Les obligations d’investissement dans les films de cinéma français et européens des chaînes hertziennes ainsi que leurs fenêtre dans la chronologie de diffusion des films sont fixées par décret. Ainsi, chaînes hertziennes gratuites peuvent diffuser les films qu’elles ont préfinancés 22 mois après leur sortie en salles et les autres 30 mois. La fenêtre de Canal +, qui est, de loin le premier pré-financeur des films français, se situe à 6 mois.
La chronologie des médias
Pour les plateformes ces obligations sont fixées à la suite d’un accord entre la profession du cinéma et chaque plateforme. Faute d’accord, une plate-forme de S-vod peut diffuser les films 17 mois après sa sortie en salle.
Netflix est la première plate-forme à avoir signé un accord avec le cinéma ce qui lui a permis d’avancer sa fenêtre de diffusion à 17 à 15 mois. Disney + vient de signer un accord qui avance sa fenêtre à 9 mois. Canal + a très mal pris ce dernier accord qui ne lui donne que 3 mois d’avance alors qu’elle investit 160 millions € dans la production française et européenne, bien au-delà de l’obligation fixée par décret, qui n’est que de 110 millions €. Elle a pourtant renouvelé son engagement pour 3 ans. https://siritz.com/editorial/accord-audacieux-mais-risque-avec-disney/Mais Netflix estime qu’il n’y a aucune raison que la fenêtre de Disney+ se situe 6 mois avant la sienne, alors que Disney+ n’investit que 40 millions dans la production tricolore, soit 20% de moins que Netflix. Quant à Amazon Prime Vidéo, certes, à ce jour, elle investit beaucoup moins dans le cinéma que Netflix et Disney +. Sa plateforme n’est d’ailleurs qu’un complément du gigantesque service Amazon. Mais, compte tenu de la taille du groupe, ses investissements dans le cinéma, comme dans l’audiovisuel, pourraient exploser. A titre d’exemple, rien que son pré-achat de « Ma mère, dieu et Sylvie Vartan » est tout de même de 4,5 millions. Il est vrai que celui de Netflix dans « Natacha (presque) hôtesse de l’air » est de 4,8 millions €. N’oublions pas que plusieurs de ces plateformes font partie des Maga qui sont plus puissants que des États.
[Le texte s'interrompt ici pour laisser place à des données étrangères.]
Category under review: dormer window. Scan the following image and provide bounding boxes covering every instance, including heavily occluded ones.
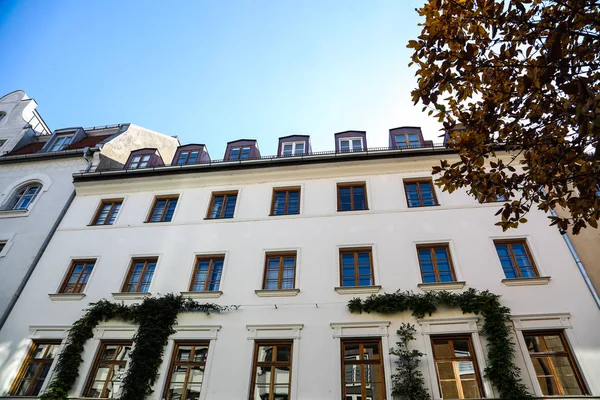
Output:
[340,138,363,153]
[281,142,304,157]
[229,146,250,161]
[129,154,150,169]
[177,150,200,165]
[50,136,73,151]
Des règles du jeu communes à toutes les plateformes
Il est donc temps que, comme la France l’a fait pour les chaînes hertziennes, elle mette en place des règles du jeu communes à l’ensemble des plateformes.
N’oublions pas que nous sommes sortis de l’ère du hertzien. La S-vod est un parmi les innombrables services accessibles par wifi. Et, le wifi permet le replay qui change les modes de consommation : dès le premier jour de sa diffusion un spectateur peut regarder tous les épisodes d’une série. De même, il peut regarder un film bien après cette première diffusion.
Se poser une question fondamentale
Cette révolution oblige les professionnels du cinéma à se poser une question fondamentale : qu’est-ce qu’un film de cinéma ? qu’est-ce qu’un film pour la salle de cinéma ? Qu’est-ce qui fait qu’on est disposé à se déplacer pour aller le voir en salle alors que, dans quelques mois, on pourra le regarder tranquillement, chez soi dans un fauteuil ou dans son lit, le jour et à l’heure que l’on veut ? Par ailleurs, n’oublions pas que certains Mega estiment que la sortie en salle n’est qu’un outil de promotion parmi d’autres de leur plateforme.
Rappelons-nous que, dans les années 80, la fréquentation cinématographique en France est passée en 10 ans de 213 à 116 millions de spectateurs parce que les professionnels du cinéma ne s’étaient pas posé les bonnes questions ou s’étaient donné les mauvaises réponses.